“I PROFUGHI DEVONO POTER TRANSITARE DAL PAESE DI APPRODO AD ALTRI STATI EUROPEI”
IL PARERE DELL’AVVOCATO GENERALE DELLA CORTE DI GIUSTIZIA DELL’UE
Sorpresa: il regolamento di Dublino alla base del sistema di asilo europeo non vale in tempi di crisi.
Di fronte a migrazioni di massa i Paesi di primo ingresso possono permettere il transito verso quegli altri Stati Ue in cui si vuole presentare domanda d’asilo.
E’ questa l’interpretazione delle regole comunitarie offerte dall’avvocato generale della Corte di giustizia dell’Ue, Eleanor Sharpston.
Si tratta di conclusioni, che non fanno diritto nè producono effetti. Ma se la Corte a livello collegiale dovesse condividere il parere dell’avvocato generale, allora tutto cambierebbe.
Verrebbe smontato il sistema con cui l’Unione europea e i suoi Stati membri hanno fin qui gestito la crisi migratoria.
Cambierebbe tutto per l’Italia, in particolare. A quel punto sarebbe libera di lasciare far passare i migranti invece di fermarli, come richiesto finora dalle altre capitali. L’Italia non sarebbe più responsabile per la valutazione delle richieste di asilo, che diverrebbero competenza di chi le riceve.
Piccolo caso, grande cambiamento
La rivoluzione potrebbe nascere da un caso sollevato alla Corte di giustizia europea. Un cittadino siriano è scappato dalla guerra civile per chiedere asilo in Slovenia.
E’ arrivato attraverso la rotta dei Balcani occidentali, adesso chiusa. E’ riuscito a raggiungere la meta di destinazione, via Croazia.
Ne è nato un contenzioso tra le autorità dei due Paesi. Il regolamento di Dublino, attualmente in vigore, sostiene che la domanda di asilo va presentata nel Paese di primo arrivo.
La richiesta di protezione internazionale può prevedere la tutela in uno Stato diverso da quello in cui la si presenta.

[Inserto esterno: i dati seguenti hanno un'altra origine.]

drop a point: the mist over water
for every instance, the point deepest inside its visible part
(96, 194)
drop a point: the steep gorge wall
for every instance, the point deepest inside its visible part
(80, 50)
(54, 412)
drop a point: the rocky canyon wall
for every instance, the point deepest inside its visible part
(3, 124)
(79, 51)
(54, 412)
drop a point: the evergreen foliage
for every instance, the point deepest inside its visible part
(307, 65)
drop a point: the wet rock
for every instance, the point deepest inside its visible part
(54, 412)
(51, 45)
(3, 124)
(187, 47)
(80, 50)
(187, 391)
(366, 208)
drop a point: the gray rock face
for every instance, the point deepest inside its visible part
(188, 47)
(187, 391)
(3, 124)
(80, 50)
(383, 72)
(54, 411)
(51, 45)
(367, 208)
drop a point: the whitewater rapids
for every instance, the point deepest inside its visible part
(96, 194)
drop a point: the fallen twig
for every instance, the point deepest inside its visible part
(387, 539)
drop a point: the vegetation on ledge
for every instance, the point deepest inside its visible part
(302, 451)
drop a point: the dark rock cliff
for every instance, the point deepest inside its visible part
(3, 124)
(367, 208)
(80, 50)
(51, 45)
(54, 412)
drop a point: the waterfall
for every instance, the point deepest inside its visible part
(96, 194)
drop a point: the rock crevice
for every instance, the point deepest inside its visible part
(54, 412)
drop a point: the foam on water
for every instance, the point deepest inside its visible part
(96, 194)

Questa è la procedura standard, che salta però nel momento in cui si verificano situazioni eccezionali come quella che ha interessato e ancora interessa l’Europa. In sostanza i Paesi in prima linea, di fronte a immigrazioni di massa, si trasformano in Paese di transito. Questa interpretazione rischia di cambiare tutto, ora sarà la Corte a fare da arbitro in questa delicata partita.
Italia, fine dell’emergenza e basta hospot
Le implicazioni pratiche di un’eventuale sentenza in senso «anti-Dublino» sarebbero evidenti e immediate. Italia e Grecia, Paesi dove si ammassano i desiderosi di protezione internazionali, sarebbero autorizzati al traffico di migranti, a questo punto regolare.
Dal punto di vista giuridico non si verifica la condizione di «attraversamento irregolare» del suolo nazionale, poichè le autorità sono a conoscenza della presenza dei richiedenti asilo e di dove vogliono andare. Non c’è più clandestinità , in sostanza. E neppure violazione delle regole.
Dal punto di vista pratico per l’Italia spariscono gli obblighi di trattenimento dei migranti negli hotspot, i centri di identificazione. Una volta completate le procedure di registrazione per tracciare il passaggio, i migranti potranno andar via.
Si riapre la rotta dei Balcani?
Verrebbero meno anche gli obblighi per la Grecia di trattenere tutti i richiedenti asilo sul proprio territorio. Così facendo, anche la Grecia potrebbe allentare la presa. Può in sostanza, riprendere il traffico lungo la rotta dei Balcani occidentali, che tanto l’Ue aveva fatto per chiudere. Il caso è certamente diverso, poichè la repubblica ellenica non confina con Paesi Ue nè con Paesi dell’area Schengen per la libertà di circolazione. Ma a questo punto non si è più obbligati a fermare tutti.
Dublino va riformato
Lo sostengono in molti, Italia in particolare. Il regolamento di Dublino va rivisto perchè inadatto a gestire la mutata situazione.
L’avvocato generale conferma. Le sue conclusioni si spiegano col fatto che l’attuale versione del regolamento di Dublino non è stato concepito per disciplinare circostanze eccezionali quali una crisi migratoria. Di conseguenza non si può usare il regolamento per gestire il fenomeno. C’è in sostanza un vuoto normativo, da colmare. Si rende necessaria una riforma del sistema d’asilo europeo.